Originally Posted by MagnaNasakki
Lesser trainers, lesser work ethic, erratic careers that have a stop-go quality. Because of these, I'd agree on the lower skill level. I'd also add a lack of loyalty; Its not easy to hop, skip, and jump about trainers so often as these guys do. Its a detriment, much of the time; The big shot trainers can only take on so many fighters at once. Leaving a dedicated guy who you were having some success with to get on the waiting list with a big shot isn't gonna end well. Chad Dawson comes to mind; Looked brilliant with the underrated and extremely competent Dan Birmingham. I'd argue he's regressed with every switch he's made since.
I disagree about talent. Athletes today are great, scary good in cases, just as good as they've ever been since I've been alive. We have more purely athletic fighters thriving without sophisticated skill than I can remember, either. But without combining those gifts with that know how, we have precious few greats. Mayweather, Pacquiao, and Marquez come to mind. Andre Ward and Sergio Martinez likely make their mark on history, as well. Beyond that, I can't think of any I consider physical specimens with a boxing mastery.
I might make the argument that purely athletic talents get on better in an era without lots of technical types around. Any weight in that you think?
Originally Posted by Nightcrawler
yeah i needn't have asked about ward, really loving that guy now myself
as for broner, foolish i may be, i see a bit more in him than you. you're right: he's another floyd rip off i just HOPE he has the reflexes at the top level to do the job. his single bunch hand speed is impressive (even if he can't throw ****ing combinations) and his movement has been ok for the level he's facing. i worry that because floyd hasn't "lost" (castillo 1 aside) people assume his style is flawless...even though others (including his father) got destroyed using it because they faced smart and equally talented fighters.

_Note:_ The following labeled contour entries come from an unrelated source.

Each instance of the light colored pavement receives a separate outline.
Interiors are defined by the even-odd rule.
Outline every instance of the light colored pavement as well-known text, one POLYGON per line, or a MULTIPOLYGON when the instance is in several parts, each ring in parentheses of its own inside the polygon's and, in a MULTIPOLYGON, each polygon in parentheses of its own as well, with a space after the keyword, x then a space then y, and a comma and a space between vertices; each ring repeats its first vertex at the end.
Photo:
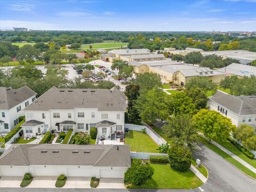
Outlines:
POLYGON ((125 189, 123 179, 101 178, 98 189, 125 189))
POLYGON ((249 169, 250 169, 251 171, 253 172, 254 173, 256 173, 256 169, 253 167, 252 165, 250 165, 249 164, 245 162, 244 160, 241 159, 240 157, 237 156, 236 155, 233 154, 232 152, 229 151, 228 149, 220 145, 220 144, 218 143, 217 142, 212 141, 212 143, 214 145, 218 147, 218 148, 220 148, 222 150, 223 150, 224 152, 225 152, 226 154, 229 155, 230 156, 231 156, 233 158, 234 158, 238 162, 243 164, 244 166, 246 167, 249 169))
POLYGON ((55 183, 57 178, 57 176, 35 176, 27 188, 55 188, 55 183))
POLYGON ((23 177, 1 177, 0 187, 20 187, 22 179, 23 177))
POLYGON ((91 188, 91 178, 68 177, 63 188, 91 188))

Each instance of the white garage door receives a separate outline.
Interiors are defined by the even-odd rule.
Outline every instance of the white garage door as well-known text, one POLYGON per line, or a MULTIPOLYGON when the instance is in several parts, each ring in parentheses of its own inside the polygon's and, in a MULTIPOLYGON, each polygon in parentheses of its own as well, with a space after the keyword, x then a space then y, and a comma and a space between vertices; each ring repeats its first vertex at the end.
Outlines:
POLYGON ((91 177, 91 169, 86 168, 68 168, 68 176, 91 177))
POLYGON ((100 170, 101 178, 123 178, 123 170, 100 170))

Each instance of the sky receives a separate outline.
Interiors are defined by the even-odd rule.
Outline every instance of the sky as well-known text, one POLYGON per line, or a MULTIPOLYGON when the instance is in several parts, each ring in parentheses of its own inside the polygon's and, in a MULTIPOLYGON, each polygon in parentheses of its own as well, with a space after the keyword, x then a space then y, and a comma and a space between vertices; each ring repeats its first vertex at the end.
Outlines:
POLYGON ((256 0, 0 0, 0 29, 256 31, 256 0))

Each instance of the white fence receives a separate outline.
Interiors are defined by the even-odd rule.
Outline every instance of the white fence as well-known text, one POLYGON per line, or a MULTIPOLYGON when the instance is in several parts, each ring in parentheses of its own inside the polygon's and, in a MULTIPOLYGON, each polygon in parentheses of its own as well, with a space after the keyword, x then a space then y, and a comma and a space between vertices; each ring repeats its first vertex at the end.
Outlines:
POLYGON ((138 125, 126 123, 125 124, 125 128, 127 128, 130 130, 141 131, 143 129, 145 129, 146 133, 152 138, 158 145, 162 145, 166 143, 163 138, 162 138, 157 133, 154 131, 151 128, 148 128, 146 126, 138 125))
POLYGON ((151 155, 155 156, 167 156, 168 154, 158 154, 153 153, 143 153, 143 152, 132 152, 131 151, 131 158, 138 158, 140 159, 149 159, 149 157, 151 155))

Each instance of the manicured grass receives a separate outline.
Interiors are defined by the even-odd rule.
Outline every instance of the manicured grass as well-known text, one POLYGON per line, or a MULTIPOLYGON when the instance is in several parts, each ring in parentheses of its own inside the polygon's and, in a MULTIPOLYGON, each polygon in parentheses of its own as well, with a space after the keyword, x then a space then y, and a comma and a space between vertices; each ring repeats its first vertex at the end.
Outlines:
POLYGON ((227 154, 225 152, 222 151, 221 149, 219 149, 215 146, 213 144, 209 144, 208 141, 206 139, 201 138, 200 138, 201 141, 207 147, 208 147, 211 150, 213 150, 217 154, 225 158, 226 160, 228 161, 229 163, 232 164, 233 165, 237 167, 238 169, 243 171, 245 174, 247 174, 248 175, 256 179, 256 174, 253 172, 252 171, 247 169, 247 167, 245 167, 242 164, 239 163, 237 161, 235 160, 230 155, 227 154))
POLYGON ((220 86, 217 86, 217 89, 221 91, 223 91, 226 93, 231 94, 230 90, 229 89, 224 89, 224 88, 221 87, 220 86))
POLYGON ((195 166, 197 170, 200 171, 200 172, 204 175, 206 178, 208 177, 208 172, 205 167, 200 164, 200 167, 197 167, 197 164, 196 163, 196 160, 194 158, 192 158, 192 165, 195 166))
POLYGON ((252 165, 254 168, 256 168, 256 159, 251 159, 244 155, 243 153, 240 151, 237 148, 230 142, 228 141, 227 140, 225 140, 225 141, 215 141, 219 144, 222 145, 223 147, 226 148, 228 150, 230 151, 233 153, 234 153, 236 156, 240 157, 241 159, 244 160, 245 162, 247 162, 251 165, 252 165))
POLYGON ((171 89, 172 88, 172 86, 169 84, 165 84, 162 85, 162 87, 163 89, 171 89))
POLYGON ((28 143, 29 142, 30 142, 31 141, 34 141, 35 139, 36 139, 36 138, 32 138, 29 140, 25 140, 23 139, 23 137, 20 137, 14 141, 14 143, 28 143))
POLYGON ((101 48, 112 48, 121 47, 121 46, 127 46, 128 43, 95 43, 88 45, 82 45, 81 48, 84 49, 89 49, 90 45, 92 45, 93 49, 98 49, 101 48))
POLYGON ((178 90, 167 90, 167 92, 169 92, 171 94, 175 94, 182 91, 178 91, 178 90))
POLYGON ((130 130, 124 140, 125 145, 130 145, 131 151, 159 153, 158 145, 147 133, 130 130))
POLYGON ((179 172, 171 168, 169 164, 150 163, 150 165, 154 169, 152 178, 140 186, 132 186, 131 188, 190 189, 203 185, 200 179, 190 170, 179 172))

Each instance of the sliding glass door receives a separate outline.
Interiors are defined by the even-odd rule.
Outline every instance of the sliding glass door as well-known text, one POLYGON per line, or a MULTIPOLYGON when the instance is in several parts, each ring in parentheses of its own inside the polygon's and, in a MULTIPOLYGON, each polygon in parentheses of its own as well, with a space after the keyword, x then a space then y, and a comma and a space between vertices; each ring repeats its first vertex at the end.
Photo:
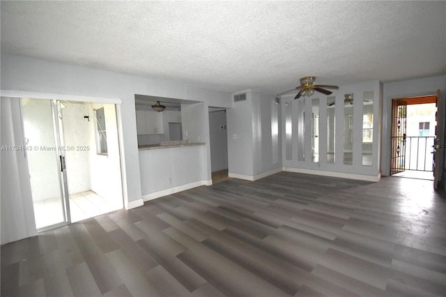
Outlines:
POLYGON ((66 224, 69 210, 57 105, 49 100, 22 98, 22 111, 36 227, 43 229, 66 224))
POLYGON ((114 104, 22 99, 38 230, 123 207, 114 104))

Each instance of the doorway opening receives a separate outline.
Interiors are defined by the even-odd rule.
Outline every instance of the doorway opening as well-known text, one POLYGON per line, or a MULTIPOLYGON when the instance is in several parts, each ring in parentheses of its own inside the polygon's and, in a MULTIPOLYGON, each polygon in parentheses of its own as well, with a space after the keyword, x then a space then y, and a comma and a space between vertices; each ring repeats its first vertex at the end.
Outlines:
POLYGON ((436 100, 437 96, 393 100, 391 175, 434 179, 436 100))
POLYGON ((228 176, 228 133, 226 109, 209 107, 209 134, 212 183, 215 184, 230 178, 228 176))
POLYGON ((114 104, 22 99, 38 231, 123 207, 114 104))

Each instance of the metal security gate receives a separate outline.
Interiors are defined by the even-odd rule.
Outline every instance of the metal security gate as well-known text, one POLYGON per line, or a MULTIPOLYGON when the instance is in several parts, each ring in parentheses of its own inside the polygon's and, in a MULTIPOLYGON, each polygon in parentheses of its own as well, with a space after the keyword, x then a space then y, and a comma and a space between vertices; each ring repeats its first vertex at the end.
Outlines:
POLYGON ((392 102, 392 157, 390 174, 404 171, 406 167, 406 130, 407 101, 394 99, 392 102))

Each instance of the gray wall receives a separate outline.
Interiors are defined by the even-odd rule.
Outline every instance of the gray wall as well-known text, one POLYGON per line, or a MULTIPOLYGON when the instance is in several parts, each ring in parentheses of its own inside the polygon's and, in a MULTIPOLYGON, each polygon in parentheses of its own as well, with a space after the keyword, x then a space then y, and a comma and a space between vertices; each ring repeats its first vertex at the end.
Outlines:
POLYGON ((209 112, 212 172, 228 169, 228 132, 226 110, 209 112))
POLYGON ((234 95, 240 93, 247 93, 247 100, 234 102, 227 111, 229 172, 230 176, 255 180, 282 171, 282 112, 277 106, 279 134, 275 140, 271 113, 275 96, 254 90, 234 95))
POLYGON ((252 100, 251 91, 247 93, 246 101, 233 103, 228 109, 228 166, 229 173, 254 175, 252 139, 252 100))

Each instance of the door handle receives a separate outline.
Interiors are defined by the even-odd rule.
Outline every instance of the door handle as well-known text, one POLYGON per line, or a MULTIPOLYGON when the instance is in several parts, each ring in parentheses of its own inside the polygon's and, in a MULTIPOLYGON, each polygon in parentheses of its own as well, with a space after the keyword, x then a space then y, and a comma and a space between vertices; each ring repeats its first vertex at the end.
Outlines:
POLYGON ((65 167, 65 157, 62 157, 61 155, 59 155, 59 158, 61 158, 61 172, 63 172, 63 169, 65 169, 66 167, 65 167))

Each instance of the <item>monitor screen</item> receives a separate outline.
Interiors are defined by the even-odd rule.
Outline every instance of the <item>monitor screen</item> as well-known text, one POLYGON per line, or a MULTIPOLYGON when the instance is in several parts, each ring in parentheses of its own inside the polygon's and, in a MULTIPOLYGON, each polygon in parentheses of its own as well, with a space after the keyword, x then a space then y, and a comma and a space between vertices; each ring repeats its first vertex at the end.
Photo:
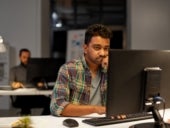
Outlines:
POLYGON ((27 82, 55 82, 60 66, 64 59, 56 58, 30 58, 27 70, 27 82))
POLYGON ((160 95, 170 107, 170 51, 110 49, 108 68, 106 116, 145 111, 148 93, 160 95), (144 69, 150 67, 161 69, 156 92, 144 87, 144 69))

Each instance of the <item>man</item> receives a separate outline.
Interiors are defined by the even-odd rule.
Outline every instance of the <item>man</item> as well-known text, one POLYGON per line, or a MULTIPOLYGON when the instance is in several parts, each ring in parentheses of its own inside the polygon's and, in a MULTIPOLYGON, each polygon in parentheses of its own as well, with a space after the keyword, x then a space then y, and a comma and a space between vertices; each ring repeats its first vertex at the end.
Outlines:
POLYGON ((84 54, 61 66, 50 110, 55 116, 105 113, 108 51, 111 31, 104 25, 88 27, 84 54))
MULTIPOLYGON (((27 83, 27 64, 31 52, 23 48, 19 51, 20 64, 10 70, 10 85, 13 89, 23 88, 27 83)), ((43 115, 50 114, 50 98, 46 96, 17 96, 11 97, 13 106, 21 108, 21 115, 30 115, 31 108, 43 107, 43 115)))

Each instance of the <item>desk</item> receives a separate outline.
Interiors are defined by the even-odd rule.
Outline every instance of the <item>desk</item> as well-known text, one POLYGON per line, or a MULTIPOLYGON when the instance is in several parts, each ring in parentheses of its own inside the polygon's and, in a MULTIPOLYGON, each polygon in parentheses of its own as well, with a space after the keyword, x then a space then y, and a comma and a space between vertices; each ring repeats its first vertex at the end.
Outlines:
POLYGON ((37 88, 19 88, 16 90, 0 90, 0 96, 15 95, 51 95, 52 90, 38 90, 37 88))
MULTIPOLYGON (((161 114, 161 113, 160 113, 161 114)), ((0 118, 0 128, 10 128, 10 124, 13 121, 16 121, 20 117, 4 117, 0 118)), ((52 115, 48 116, 31 116, 31 120, 33 122, 34 128, 66 128, 62 125, 62 121, 68 117, 54 117, 52 115)), ((87 118, 87 117, 86 117, 87 118)), ((165 118, 164 120, 170 118, 170 109, 165 111, 165 118)), ((78 128, 95 128, 95 126, 88 125, 82 122, 85 118, 74 118, 78 121, 79 127, 78 128)), ((139 124, 139 123, 146 123, 146 122, 153 122, 153 119, 147 120, 140 120, 140 121, 133 121, 133 122, 126 122, 126 123, 119 123, 119 124, 112 124, 112 125, 105 125, 100 126, 100 128, 128 128, 131 125, 139 124)))

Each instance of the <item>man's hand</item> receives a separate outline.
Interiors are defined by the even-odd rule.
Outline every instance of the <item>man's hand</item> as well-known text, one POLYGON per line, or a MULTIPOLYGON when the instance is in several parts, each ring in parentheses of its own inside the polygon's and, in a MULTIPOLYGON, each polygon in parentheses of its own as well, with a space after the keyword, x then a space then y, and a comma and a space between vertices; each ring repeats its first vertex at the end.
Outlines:
POLYGON ((24 85, 21 82, 12 82, 11 86, 12 86, 13 89, 24 87, 24 85))

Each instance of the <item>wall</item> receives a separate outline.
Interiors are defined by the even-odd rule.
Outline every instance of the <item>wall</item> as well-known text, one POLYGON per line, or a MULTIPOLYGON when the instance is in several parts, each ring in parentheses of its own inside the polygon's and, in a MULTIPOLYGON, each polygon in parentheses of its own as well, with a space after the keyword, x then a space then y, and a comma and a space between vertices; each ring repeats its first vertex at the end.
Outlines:
POLYGON ((130 49, 170 49, 170 0, 127 0, 130 49))
POLYGON ((0 35, 11 46, 11 65, 19 62, 18 51, 23 47, 29 48, 33 57, 49 56, 48 3, 49 0, 0 0, 0 35))

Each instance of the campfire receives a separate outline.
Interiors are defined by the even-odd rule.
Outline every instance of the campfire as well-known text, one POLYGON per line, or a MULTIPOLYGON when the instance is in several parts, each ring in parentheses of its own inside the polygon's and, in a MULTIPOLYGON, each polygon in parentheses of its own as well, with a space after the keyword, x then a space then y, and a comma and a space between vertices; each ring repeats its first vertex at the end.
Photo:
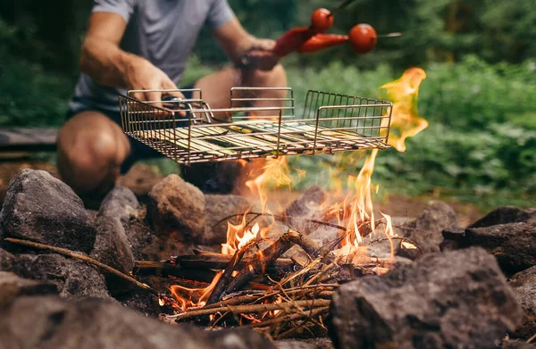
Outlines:
MULTIPOLYGON (((399 151, 406 150, 407 137, 427 126, 416 114, 415 104, 424 78, 423 71, 414 68, 382 87, 394 101, 389 145, 399 151)), ((382 126, 389 129, 389 125, 382 126)), ((314 212, 314 218, 299 225, 305 230, 289 224, 291 228, 279 237, 272 228, 290 222, 292 210, 272 212, 266 187, 271 179, 290 183, 286 158, 270 160, 260 171, 252 171, 247 186, 257 197, 259 210, 250 208, 216 223, 228 227, 221 253, 196 250, 159 263, 137 263, 136 273, 165 270, 172 278, 172 297, 161 298, 160 303, 176 314, 163 315, 163 320, 209 328, 247 326, 274 338, 325 336, 331 299, 340 284, 392 269, 395 241, 406 249, 419 248, 395 236, 389 215, 375 215, 373 193, 378 187, 372 175, 378 154, 378 149, 372 150, 357 176, 348 178, 349 195, 339 202, 324 198, 315 207, 301 208, 314 212), (325 244, 311 238, 320 228, 336 232, 334 238, 325 244), (368 253, 368 245, 382 242, 389 244, 390 258, 368 253)))
MULTIPOLYGON (((536 331, 535 210, 499 208, 462 229, 445 203, 430 203, 414 219, 391 218, 375 204, 380 188, 373 174, 387 137, 405 151, 406 139, 427 126, 415 104, 424 78, 410 69, 386 84, 392 113, 367 104, 376 108, 365 113, 376 120, 372 126, 340 129, 329 120, 311 130, 307 122, 326 116, 316 112, 297 124, 280 114, 264 131, 243 120, 238 131, 217 136, 242 145, 221 145, 222 152, 207 151, 211 137, 201 134, 207 143, 180 150, 185 141, 199 140, 204 124, 188 125, 189 138, 143 133, 185 162, 253 160, 239 161, 248 179, 242 195, 204 194, 170 175, 145 204, 118 187, 91 212, 47 172, 21 171, 0 213, 0 328, 14 328, 0 331, 0 342, 46 347, 52 338, 99 347, 105 338, 120 346, 124 333, 132 345, 161 338, 160 347, 185 340, 194 347, 273 349, 293 338, 324 338, 338 349, 515 347, 507 333, 530 341, 536 331), (389 128, 378 122, 389 118, 389 128), (251 132, 239 136, 247 128, 251 132), (271 186, 291 187, 294 176, 304 175, 291 172, 282 155, 343 151, 338 161, 363 163, 356 175, 337 179, 348 190, 312 187, 289 204, 295 195, 285 192, 285 204, 274 200, 271 186), (149 332, 155 336, 147 339, 149 332)), ((330 108, 348 114, 352 109, 331 94, 308 96, 330 96, 330 108)))

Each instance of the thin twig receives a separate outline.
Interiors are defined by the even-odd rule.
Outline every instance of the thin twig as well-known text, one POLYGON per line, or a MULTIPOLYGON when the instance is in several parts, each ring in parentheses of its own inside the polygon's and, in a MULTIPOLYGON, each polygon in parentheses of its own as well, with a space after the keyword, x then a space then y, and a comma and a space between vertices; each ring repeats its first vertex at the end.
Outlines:
MULTIPOLYGON (((288 216, 286 214, 272 214, 272 213, 259 213, 259 212, 244 212, 244 213, 236 213, 236 214, 231 214, 230 216, 225 217, 220 220, 218 220, 214 226, 213 228, 217 227, 218 225, 223 223, 224 221, 226 221, 227 220, 230 220, 231 218, 235 218, 235 217, 239 217, 239 216, 244 216, 244 215, 249 215, 249 214, 253 214, 255 216, 256 216, 255 218, 254 218, 252 220, 250 220, 249 222, 255 220, 255 219, 260 217, 260 216, 267 216, 267 217, 273 217, 278 220, 285 220, 286 219, 289 218, 295 218, 293 216, 288 216)), ((299 217, 300 219, 303 219, 306 221, 311 222, 311 223, 315 223, 315 224, 320 224, 325 227, 331 227, 331 228, 335 228, 339 230, 342 230, 342 231, 346 231, 347 229, 337 225, 337 224, 333 224, 333 223, 329 223, 326 221, 322 221, 322 220, 312 220, 309 218, 305 218, 305 217, 299 217)))
POLYGON ((247 252, 251 247, 253 247, 255 245, 255 241, 250 241, 247 244, 246 244, 245 246, 242 246, 241 248, 239 248, 235 251, 232 258, 230 259, 230 261, 229 261, 229 264, 227 264, 227 267, 225 267, 223 275, 222 275, 222 278, 220 278, 220 279, 216 283, 216 286, 214 287, 214 289, 208 297, 208 300, 206 301, 207 304, 216 303, 220 300, 222 294, 223 293, 223 291, 225 291, 225 287, 227 287, 227 285, 229 284, 232 272, 235 270, 235 269, 240 262, 240 260, 242 260, 242 257, 244 257, 246 252, 247 252))
POLYGON ((211 315, 216 312, 231 311, 235 313, 248 314, 252 312, 264 312, 277 310, 291 310, 295 306, 298 307, 326 307, 331 303, 329 299, 317 299, 317 300, 303 300, 294 302, 294 305, 289 303, 276 303, 267 304, 251 304, 251 305, 225 305, 222 307, 210 308, 210 309, 199 309, 197 311, 190 311, 177 315, 167 316, 169 319, 175 319, 176 321, 180 321, 186 319, 195 318, 201 315, 211 315))
POLYGON ((415 248, 417 250, 419 250, 420 254, 423 254, 423 250, 421 249, 421 247, 419 247, 419 245, 417 244, 415 244, 412 240, 408 239, 407 237, 381 237, 381 238, 379 238, 376 240, 373 240, 366 245, 373 245, 373 244, 379 243, 381 241, 389 241, 389 240, 401 240, 401 243, 406 241, 406 242, 410 243, 411 245, 413 245, 414 246, 415 246, 415 248))
POLYGON ((155 289, 152 288, 147 284, 141 283, 141 282, 138 281, 136 278, 130 278, 130 276, 123 274, 122 272, 119 271, 118 270, 112 268, 106 264, 101 263, 100 262, 94 260, 91 257, 88 257, 85 254, 78 253, 76 252, 72 252, 71 250, 67 250, 67 249, 62 248, 62 247, 51 246, 49 245, 35 243, 33 241, 28 241, 28 240, 21 240, 18 238, 6 237, 5 241, 8 241, 8 242, 13 243, 13 244, 17 244, 17 245, 22 245, 32 247, 32 248, 37 248, 38 250, 52 251, 58 254, 62 254, 62 255, 64 255, 67 257, 83 261, 87 263, 89 263, 89 264, 95 265, 96 267, 101 268, 101 269, 108 271, 109 273, 113 274, 122 279, 125 279, 125 280, 136 285, 138 287, 144 289, 158 297, 160 297, 162 295, 162 294, 157 292, 155 289))
POLYGON ((266 267, 273 263, 281 254, 292 247, 290 237, 298 233, 289 230, 283 234, 276 242, 256 253, 251 261, 237 274, 225 288, 224 295, 236 292, 246 285, 255 276, 265 273, 266 267))
POLYGON ((262 321, 262 322, 258 322, 255 324, 251 324, 248 327, 255 328, 264 328, 264 327, 268 327, 268 326, 272 326, 272 325, 277 325, 279 323, 281 323, 283 321, 296 321, 296 320, 299 320, 302 319, 306 319, 309 316, 316 316, 316 315, 320 315, 322 312, 327 312, 327 311, 330 309, 330 307, 322 307, 322 308, 314 308, 311 310, 311 315, 304 315, 304 314, 297 314, 297 313, 293 313, 293 314, 283 314, 283 315, 280 315, 277 316, 273 319, 271 320, 267 320, 265 321, 262 321))

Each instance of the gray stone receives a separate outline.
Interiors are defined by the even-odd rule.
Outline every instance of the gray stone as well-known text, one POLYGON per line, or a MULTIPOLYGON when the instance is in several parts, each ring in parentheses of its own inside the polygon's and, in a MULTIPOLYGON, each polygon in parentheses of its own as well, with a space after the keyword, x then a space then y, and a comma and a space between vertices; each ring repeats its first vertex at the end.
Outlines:
POLYGON ((514 338, 528 339, 536 333, 536 267, 514 275, 508 283, 523 308, 523 324, 512 334, 514 338))
POLYGON ((0 271, 11 271, 14 261, 15 257, 12 253, 0 248, 0 271))
POLYGON ((279 340, 274 344, 277 349, 318 349, 314 344, 297 340, 279 340))
POLYGON ((205 196, 179 176, 170 175, 149 192, 147 216, 157 234, 180 231, 184 240, 201 241, 205 233, 205 196))
POLYGON ((536 349, 536 345, 524 341, 509 340, 501 348, 503 349, 536 349))
POLYGON ((504 206, 493 210, 468 228, 490 227, 507 223, 536 223, 536 208, 521 210, 515 206, 504 206))
POLYGON ((170 326, 96 299, 19 297, 0 309, 0 348, 169 349, 265 348, 273 345, 247 329, 204 331, 170 326), (31 314, 31 316, 29 316, 31 314))
POLYGON ((445 203, 432 201, 419 217, 406 223, 399 232, 401 237, 418 245, 423 253, 428 253, 440 251, 444 229, 457 228, 459 224, 454 210, 445 203))
MULTIPOLYGON (((252 206, 249 200, 239 195, 208 194, 205 195, 205 214, 206 216, 203 244, 223 244, 227 241, 227 221, 222 219, 233 214, 246 213, 252 206), (219 224, 217 224, 219 223, 219 224)), ((253 216, 252 216, 253 217, 253 216)), ((230 220, 239 222, 241 217, 230 220)))
POLYGON ((110 298, 105 278, 96 269, 59 254, 19 254, 13 272, 54 284, 63 297, 110 298))
POLYGON ((470 248, 342 285, 330 335, 341 349, 493 347, 522 315, 495 258, 470 248))
POLYGON ((57 295, 55 285, 21 278, 13 273, 0 271, 0 306, 21 295, 57 295))
POLYGON ((24 170, 9 184, 0 212, 5 237, 89 253, 96 232, 81 199, 44 170, 24 170))
POLYGON ((465 229, 466 245, 482 246, 493 254, 505 273, 536 265, 536 224, 509 223, 465 229))
POLYGON ((98 215, 127 221, 140 207, 138 198, 130 189, 115 187, 103 200, 98 215))
MULTIPOLYGON (((132 271, 134 256, 130 250, 125 230, 117 218, 97 217, 95 221, 96 240, 90 257, 112 267, 124 274, 132 271)), ((116 295, 132 289, 132 284, 104 271, 108 291, 116 295)))

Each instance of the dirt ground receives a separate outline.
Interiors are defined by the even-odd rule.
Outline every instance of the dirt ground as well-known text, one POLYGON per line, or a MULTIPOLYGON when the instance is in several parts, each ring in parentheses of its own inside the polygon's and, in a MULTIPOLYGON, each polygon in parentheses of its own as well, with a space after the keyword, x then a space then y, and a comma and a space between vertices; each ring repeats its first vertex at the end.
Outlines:
MULTIPOLYGON (((55 166, 44 161, 2 161, 0 160, 0 204, 4 203, 7 186, 11 179, 24 169, 45 170, 53 176, 58 177, 55 166)), ((119 179, 119 185, 130 188, 137 195, 145 196, 150 188, 162 179, 157 170, 146 164, 136 164, 129 173, 119 179)), ((268 195, 274 204, 273 207, 286 207, 299 193, 288 191, 271 192, 268 195)), ((431 196, 407 197, 399 195, 389 195, 388 200, 377 203, 375 208, 393 217, 406 217, 408 219, 418 216, 427 203, 434 200, 431 196)), ((447 202, 456 211, 460 224, 465 227, 477 220, 482 214, 478 209, 468 204, 455 201, 447 202)))

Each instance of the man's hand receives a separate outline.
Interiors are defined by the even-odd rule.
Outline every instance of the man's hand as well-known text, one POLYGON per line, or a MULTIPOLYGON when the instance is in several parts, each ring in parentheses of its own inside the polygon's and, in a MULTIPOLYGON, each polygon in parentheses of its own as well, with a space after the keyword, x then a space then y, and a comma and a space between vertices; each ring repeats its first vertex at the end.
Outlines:
POLYGON ((271 39, 253 38, 247 59, 253 68, 261 71, 272 71, 279 62, 280 57, 273 53, 275 41, 271 39))
POLYGON ((275 41, 249 35, 235 17, 214 30, 216 39, 238 68, 272 71, 280 58, 273 53, 275 41))
MULTIPOLYGON (((150 62, 144 58, 138 58, 127 65, 125 70, 125 82, 130 89, 133 90, 162 90, 162 89, 178 89, 172 79, 160 69, 156 68, 150 62)), ((137 92, 132 94, 132 97, 141 101, 155 102, 152 105, 162 107, 161 91, 154 92, 137 92)), ((175 97, 184 98, 184 95, 179 91, 166 92, 175 97)))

btw: i ****ing love roy jones making a crack that broner's style was beatable and he knew how (one of the other hbo crew said he faced it in toney) but wouldn't say how. ****ers gotta do it themsevles
Check out George Benton. He faced the best. Beat the best. Lost to the best. Lost to the not so great some nights. Very experienced, fighting from 49-70, seeing middleweight champs as varied as Ray Robinson, Paul Pender, Gene Fullmer and Dick Tiger without facing a single one of 'em.
Oh, and he went on to train Whitaker, Holyfield, Taylor with mixed success admittedly. But mainly success of the highest order. Make some massive mistakes, but that happens at that level.
So why are fighters built up to have the '0' nowadays?